Nasskalte Sommerferien in den hiesigen Bergen – doch die Schweizer Touristen tun einfach so, als ob nichts wäre
Kurve um Kurve arbeitet sich das Postauto das Tal hoch, und mit jeder rückt die Lenzerheide näher. Im Bauch des gelben Busses debattieren Mountainbiker, es geht um einen Handy-Akku, der sich schon dem Ende zuneigt, obwohl der Tag noch jung ist. Das ist ein Problem, so das Verdikt der Runde. «Vor allem bei der Kälte, die ist nicht gut für den Akku», sagt einer noch.
Die Kälte also, und das im Hochsommer. Der Ton ist gesetzt für diese Geschichte, in der es darum gehen soll, wie es so zu- und hergeht in den Schweizer Ferienorten in diesem Sommer, der gerade überhaupt keiner ist. Auf der Lenzerheide, 1500 Meter über Meer, gelegen in einem Hochtal, von Bergen umgeben, durch einen See verziert, hat es an diesem Tag knapp über zehn Grad. Schön ist anders. Schlimm aber auch, finden die Gäste, wie sich bald zeigen wird; fast alle sind Schweizer, die einfach so tun, als ob nichts wäre. Ganz nach dem Motto: Diese Tage lasse ich mir nicht verhageln.
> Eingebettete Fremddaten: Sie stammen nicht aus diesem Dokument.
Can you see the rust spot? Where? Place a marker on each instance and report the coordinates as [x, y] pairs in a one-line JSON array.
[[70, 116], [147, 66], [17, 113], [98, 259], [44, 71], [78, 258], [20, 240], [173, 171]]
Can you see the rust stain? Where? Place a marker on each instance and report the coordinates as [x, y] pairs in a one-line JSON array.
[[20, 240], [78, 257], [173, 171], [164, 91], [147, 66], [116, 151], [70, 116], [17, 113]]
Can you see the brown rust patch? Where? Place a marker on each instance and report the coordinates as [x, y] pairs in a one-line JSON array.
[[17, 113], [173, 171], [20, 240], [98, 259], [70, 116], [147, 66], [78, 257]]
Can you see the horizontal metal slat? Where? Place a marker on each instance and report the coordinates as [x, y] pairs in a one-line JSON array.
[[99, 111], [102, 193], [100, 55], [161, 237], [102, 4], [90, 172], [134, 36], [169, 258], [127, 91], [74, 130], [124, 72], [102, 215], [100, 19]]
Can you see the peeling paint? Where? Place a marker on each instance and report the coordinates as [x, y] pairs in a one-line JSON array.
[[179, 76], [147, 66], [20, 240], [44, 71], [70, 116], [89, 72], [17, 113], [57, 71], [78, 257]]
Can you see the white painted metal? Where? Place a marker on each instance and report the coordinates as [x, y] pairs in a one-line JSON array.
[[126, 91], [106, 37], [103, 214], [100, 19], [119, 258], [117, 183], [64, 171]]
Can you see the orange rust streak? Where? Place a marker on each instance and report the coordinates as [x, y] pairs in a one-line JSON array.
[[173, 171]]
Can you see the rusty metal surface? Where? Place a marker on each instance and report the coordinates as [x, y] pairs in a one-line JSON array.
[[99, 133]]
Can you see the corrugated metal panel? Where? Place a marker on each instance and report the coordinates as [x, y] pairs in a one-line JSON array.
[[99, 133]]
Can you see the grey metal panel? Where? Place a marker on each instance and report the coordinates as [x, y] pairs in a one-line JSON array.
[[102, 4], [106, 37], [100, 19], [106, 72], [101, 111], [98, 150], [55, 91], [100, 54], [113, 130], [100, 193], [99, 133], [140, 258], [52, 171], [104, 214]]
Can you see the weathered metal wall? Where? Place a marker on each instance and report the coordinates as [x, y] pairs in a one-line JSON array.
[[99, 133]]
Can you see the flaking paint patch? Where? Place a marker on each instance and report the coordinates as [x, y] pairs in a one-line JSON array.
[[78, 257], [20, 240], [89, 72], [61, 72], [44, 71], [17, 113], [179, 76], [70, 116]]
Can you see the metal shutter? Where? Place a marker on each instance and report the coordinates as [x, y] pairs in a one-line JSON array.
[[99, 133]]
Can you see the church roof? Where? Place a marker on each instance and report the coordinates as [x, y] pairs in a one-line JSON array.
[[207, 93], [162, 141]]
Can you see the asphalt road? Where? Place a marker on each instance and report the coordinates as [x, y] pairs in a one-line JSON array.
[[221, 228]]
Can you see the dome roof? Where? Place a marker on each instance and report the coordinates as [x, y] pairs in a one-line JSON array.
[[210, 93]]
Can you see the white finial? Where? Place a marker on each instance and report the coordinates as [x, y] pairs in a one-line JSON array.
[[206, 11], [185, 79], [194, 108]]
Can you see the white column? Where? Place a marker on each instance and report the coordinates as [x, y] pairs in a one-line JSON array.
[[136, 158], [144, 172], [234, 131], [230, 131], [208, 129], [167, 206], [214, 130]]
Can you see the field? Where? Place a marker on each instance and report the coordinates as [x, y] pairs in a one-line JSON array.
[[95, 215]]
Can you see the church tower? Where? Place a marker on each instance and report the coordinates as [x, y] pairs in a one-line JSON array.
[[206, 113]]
Wenn man noch kurz ein Stirnband kaufen muss
Für die Sommermonate gibt es auf der Lenzerheide eigentlich ein Lido, im Wasser wartet ein Floss auf die Badegäste. An diesem Tag aber liegt die Wiese leer da, nur eine Familie aus Zürich streift über das Gelände. Die Mutter erzählt, sie habe sich eben ein Stirnband gekauft. Und lacht.
Wer in diesen Tagen ins Wasser will, den zieht es zum Hallenbad, das ein wenig erhöht liegt, gleich neben einem Skilift. Dort sitzen die Langs aus dem Kanton Zug auf einer Bank: Vater und Mutter, zwei Töchter und zwei Söhne, frisch aus dem Bad allesamt. Und bestens gelaunt. «Stimmung gut, trotz des Wetters, und auch wenn wir weniger zum Bräteln kommen als gedacht», meldet der Vater.
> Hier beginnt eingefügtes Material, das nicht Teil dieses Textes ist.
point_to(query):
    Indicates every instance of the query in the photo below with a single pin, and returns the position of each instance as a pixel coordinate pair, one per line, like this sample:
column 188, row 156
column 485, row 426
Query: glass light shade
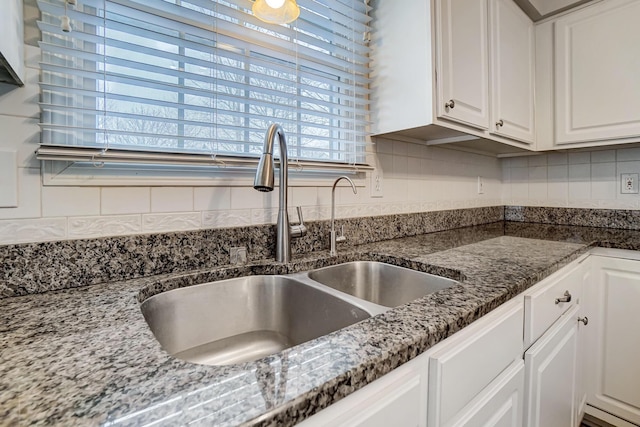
column 288, row 12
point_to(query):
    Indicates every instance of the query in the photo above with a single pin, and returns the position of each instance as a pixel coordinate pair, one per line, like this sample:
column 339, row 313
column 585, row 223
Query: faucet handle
column 300, row 229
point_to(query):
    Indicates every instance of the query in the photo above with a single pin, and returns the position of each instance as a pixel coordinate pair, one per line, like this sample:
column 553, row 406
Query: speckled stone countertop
column 85, row 356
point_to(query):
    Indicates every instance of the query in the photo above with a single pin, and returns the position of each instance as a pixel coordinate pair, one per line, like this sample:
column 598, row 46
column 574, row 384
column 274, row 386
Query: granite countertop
column 85, row 356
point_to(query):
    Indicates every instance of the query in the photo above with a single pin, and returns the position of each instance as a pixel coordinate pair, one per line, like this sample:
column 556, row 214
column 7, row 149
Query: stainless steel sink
column 244, row 319
column 380, row 283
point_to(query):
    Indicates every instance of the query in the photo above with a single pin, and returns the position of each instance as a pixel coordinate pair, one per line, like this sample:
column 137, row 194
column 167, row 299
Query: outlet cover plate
column 376, row 183
column 629, row 183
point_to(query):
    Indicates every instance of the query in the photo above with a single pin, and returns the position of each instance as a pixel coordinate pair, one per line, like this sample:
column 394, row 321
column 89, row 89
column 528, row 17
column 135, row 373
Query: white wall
column 416, row 178
column 584, row 179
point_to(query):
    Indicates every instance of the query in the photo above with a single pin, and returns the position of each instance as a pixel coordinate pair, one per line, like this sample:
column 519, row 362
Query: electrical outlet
column 238, row 255
column 629, row 183
column 480, row 185
column 376, row 183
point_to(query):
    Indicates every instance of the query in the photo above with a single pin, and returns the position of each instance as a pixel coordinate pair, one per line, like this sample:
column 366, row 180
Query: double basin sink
column 247, row 318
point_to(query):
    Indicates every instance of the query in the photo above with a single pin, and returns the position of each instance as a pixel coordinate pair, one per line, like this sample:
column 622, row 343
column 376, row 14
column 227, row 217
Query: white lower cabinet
column 613, row 341
column 580, row 355
column 396, row 399
column 550, row 372
column 500, row 404
column 465, row 366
Familie Lang aus dem Kanton Zug geniesst die Zeit zu sechst.
Die Familie hat im nahen Alvaneu ein Maiensäss gemietet, es liegt auf 1800 Meter über Meer. Die letzten zehn Tage: ziemlich viel nass. Und ziemlich viel kalt. Aber eben auch: viel Zeit zu sechst. «Und darum geht es ja schliesslich», finden die Langs, die den verregneten Vortag im Maiensäss verbracht haben. Den ganzen Tag Spiele spielen, das gibt es ja auch nicht oft.
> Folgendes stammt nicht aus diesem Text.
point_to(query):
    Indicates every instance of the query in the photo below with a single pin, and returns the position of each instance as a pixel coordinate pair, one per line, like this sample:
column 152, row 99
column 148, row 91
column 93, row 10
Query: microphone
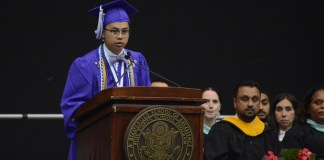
column 128, row 57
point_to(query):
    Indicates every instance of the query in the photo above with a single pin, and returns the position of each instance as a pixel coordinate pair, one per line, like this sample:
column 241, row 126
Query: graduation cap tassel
column 98, row 32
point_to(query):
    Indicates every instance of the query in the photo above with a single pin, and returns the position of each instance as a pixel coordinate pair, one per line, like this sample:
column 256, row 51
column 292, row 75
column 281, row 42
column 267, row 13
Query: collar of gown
column 256, row 127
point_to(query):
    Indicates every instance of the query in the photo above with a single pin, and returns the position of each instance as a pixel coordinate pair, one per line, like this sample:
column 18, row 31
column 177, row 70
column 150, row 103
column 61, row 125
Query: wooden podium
column 102, row 121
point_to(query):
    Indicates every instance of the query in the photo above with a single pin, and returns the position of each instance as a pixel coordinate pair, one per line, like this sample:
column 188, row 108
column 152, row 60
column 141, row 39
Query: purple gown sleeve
column 80, row 87
column 142, row 74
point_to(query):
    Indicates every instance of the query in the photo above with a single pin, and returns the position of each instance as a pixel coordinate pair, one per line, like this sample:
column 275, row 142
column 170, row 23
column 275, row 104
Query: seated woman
column 212, row 108
column 283, row 113
column 310, row 132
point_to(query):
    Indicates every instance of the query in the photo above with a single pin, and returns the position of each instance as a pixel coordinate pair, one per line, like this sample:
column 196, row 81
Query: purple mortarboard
column 116, row 11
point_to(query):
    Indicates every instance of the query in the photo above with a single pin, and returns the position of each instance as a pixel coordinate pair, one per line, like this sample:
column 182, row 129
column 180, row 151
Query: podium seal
column 158, row 133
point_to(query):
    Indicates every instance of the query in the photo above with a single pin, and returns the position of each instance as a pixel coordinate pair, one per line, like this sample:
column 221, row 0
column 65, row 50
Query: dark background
column 193, row 43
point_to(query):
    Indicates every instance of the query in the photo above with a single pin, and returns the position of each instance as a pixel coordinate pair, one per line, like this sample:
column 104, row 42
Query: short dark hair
column 248, row 83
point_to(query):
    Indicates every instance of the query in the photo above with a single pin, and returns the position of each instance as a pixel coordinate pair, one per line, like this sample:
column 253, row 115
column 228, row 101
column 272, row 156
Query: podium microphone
column 125, row 71
column 146, row 69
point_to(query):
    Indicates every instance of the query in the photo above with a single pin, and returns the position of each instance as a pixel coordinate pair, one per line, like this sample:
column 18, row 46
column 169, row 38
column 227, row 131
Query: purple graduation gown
column 83, row 82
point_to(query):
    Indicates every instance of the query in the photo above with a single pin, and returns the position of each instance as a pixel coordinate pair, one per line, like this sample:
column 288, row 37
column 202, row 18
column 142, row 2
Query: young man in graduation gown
column 243, row 136
column 110, row 65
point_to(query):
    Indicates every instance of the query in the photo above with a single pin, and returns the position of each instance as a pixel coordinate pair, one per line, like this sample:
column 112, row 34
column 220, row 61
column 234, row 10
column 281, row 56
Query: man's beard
column 248, row 115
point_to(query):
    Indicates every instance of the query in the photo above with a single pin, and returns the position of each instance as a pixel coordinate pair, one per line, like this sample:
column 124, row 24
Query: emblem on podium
column 158, row 133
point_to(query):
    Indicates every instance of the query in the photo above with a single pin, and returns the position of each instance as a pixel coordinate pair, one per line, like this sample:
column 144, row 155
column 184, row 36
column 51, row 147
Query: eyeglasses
column 116, row 32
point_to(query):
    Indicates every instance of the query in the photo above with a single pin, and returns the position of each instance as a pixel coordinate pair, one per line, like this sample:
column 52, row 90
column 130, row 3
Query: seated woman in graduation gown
column 310, row 132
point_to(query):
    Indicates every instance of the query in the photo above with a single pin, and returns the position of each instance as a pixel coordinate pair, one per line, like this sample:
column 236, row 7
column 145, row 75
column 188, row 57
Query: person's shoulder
column 224, row 125
column 90, row 55
column 298, row 129
column 134, row 53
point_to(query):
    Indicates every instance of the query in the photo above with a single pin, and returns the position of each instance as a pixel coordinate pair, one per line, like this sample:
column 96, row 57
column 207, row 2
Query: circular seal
column 158, row 133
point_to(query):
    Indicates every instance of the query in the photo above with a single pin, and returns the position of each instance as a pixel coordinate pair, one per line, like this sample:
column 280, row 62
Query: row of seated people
column 257, row 128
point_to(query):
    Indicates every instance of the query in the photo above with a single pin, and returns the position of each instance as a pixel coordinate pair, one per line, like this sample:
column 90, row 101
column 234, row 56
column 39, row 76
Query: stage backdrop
column 193, row 43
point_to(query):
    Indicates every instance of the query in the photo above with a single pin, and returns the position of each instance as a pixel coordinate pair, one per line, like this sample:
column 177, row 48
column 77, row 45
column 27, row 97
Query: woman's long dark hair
column 303, row 111
column 291, row 98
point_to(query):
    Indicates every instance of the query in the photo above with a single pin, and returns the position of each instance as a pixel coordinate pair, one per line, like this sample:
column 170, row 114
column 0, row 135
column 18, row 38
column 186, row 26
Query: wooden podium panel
column 104, row 119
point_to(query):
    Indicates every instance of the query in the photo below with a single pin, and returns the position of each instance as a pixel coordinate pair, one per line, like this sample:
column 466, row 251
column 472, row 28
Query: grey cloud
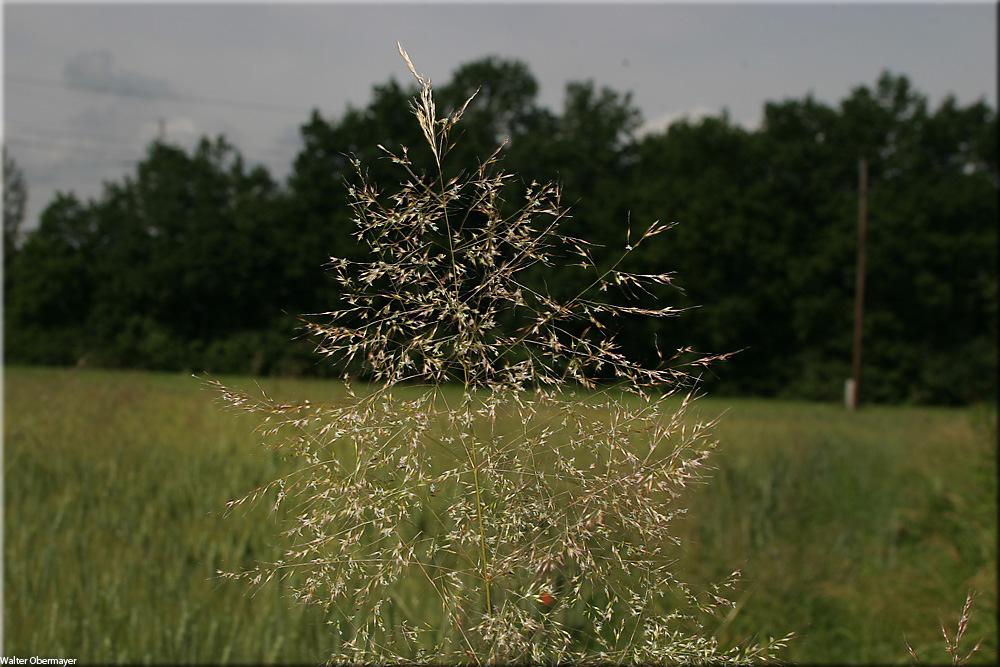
column 95, row 70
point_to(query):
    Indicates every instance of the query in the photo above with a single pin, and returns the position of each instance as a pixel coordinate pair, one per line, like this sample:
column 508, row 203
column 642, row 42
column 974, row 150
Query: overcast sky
column 85, row 86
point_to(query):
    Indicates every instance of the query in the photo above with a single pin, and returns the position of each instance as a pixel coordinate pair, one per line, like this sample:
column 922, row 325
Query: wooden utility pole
column 854, row 391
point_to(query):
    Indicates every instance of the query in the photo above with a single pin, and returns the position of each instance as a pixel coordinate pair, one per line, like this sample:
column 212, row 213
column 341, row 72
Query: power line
column 174, row 97
column 141, row 144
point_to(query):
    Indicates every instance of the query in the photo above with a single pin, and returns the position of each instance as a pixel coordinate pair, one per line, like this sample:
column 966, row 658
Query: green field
column 852, row 530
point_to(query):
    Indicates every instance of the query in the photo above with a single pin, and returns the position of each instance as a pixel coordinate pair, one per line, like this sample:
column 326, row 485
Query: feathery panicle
column 548, row 540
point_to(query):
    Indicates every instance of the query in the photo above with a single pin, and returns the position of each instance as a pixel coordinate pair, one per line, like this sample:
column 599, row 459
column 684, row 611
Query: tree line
column 198, row 260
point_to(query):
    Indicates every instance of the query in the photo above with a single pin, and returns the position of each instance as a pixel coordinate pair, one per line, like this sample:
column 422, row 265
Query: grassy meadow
column 852, row 530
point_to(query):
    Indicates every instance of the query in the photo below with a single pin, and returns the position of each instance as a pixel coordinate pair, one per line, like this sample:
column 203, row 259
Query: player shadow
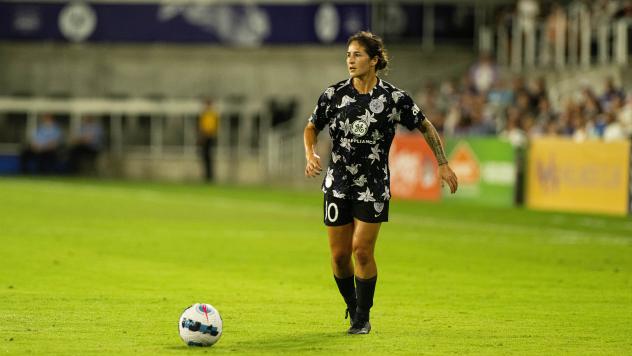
column 293, row 343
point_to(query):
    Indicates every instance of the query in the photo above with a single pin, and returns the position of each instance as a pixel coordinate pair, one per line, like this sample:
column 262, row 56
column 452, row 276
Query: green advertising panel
column 485, row 168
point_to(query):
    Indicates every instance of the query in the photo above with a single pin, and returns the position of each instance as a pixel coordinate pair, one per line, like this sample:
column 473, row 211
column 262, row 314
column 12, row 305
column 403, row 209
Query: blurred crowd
column 482, row 102
column 48, row 152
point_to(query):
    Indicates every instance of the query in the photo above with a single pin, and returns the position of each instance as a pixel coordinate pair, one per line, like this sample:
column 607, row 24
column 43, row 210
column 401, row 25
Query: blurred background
column 526, row 93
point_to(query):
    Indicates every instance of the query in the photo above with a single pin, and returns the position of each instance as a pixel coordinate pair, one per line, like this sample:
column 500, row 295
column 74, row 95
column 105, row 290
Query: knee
column 341, row 258
column 363, row 255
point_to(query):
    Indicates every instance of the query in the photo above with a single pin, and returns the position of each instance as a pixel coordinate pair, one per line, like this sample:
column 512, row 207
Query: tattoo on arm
column 434, row 141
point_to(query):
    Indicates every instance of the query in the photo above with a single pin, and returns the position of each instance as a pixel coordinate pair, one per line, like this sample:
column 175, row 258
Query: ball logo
column 376, row 105
column 359, row 128
column 204, row 309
Drinnen im Hallenbad zeigt die Kassiererin auf das Kamerabild des Babybeckens und sagt, das Hallenbad sei auch heute wieder gut gefüllt. Aber gestern, da seien noch viel mehr Leute gekommen, «Vollstress», und das im Hochsommer. Statt 150 Leuten lassen sie jetzt 300 ins Hallenbad.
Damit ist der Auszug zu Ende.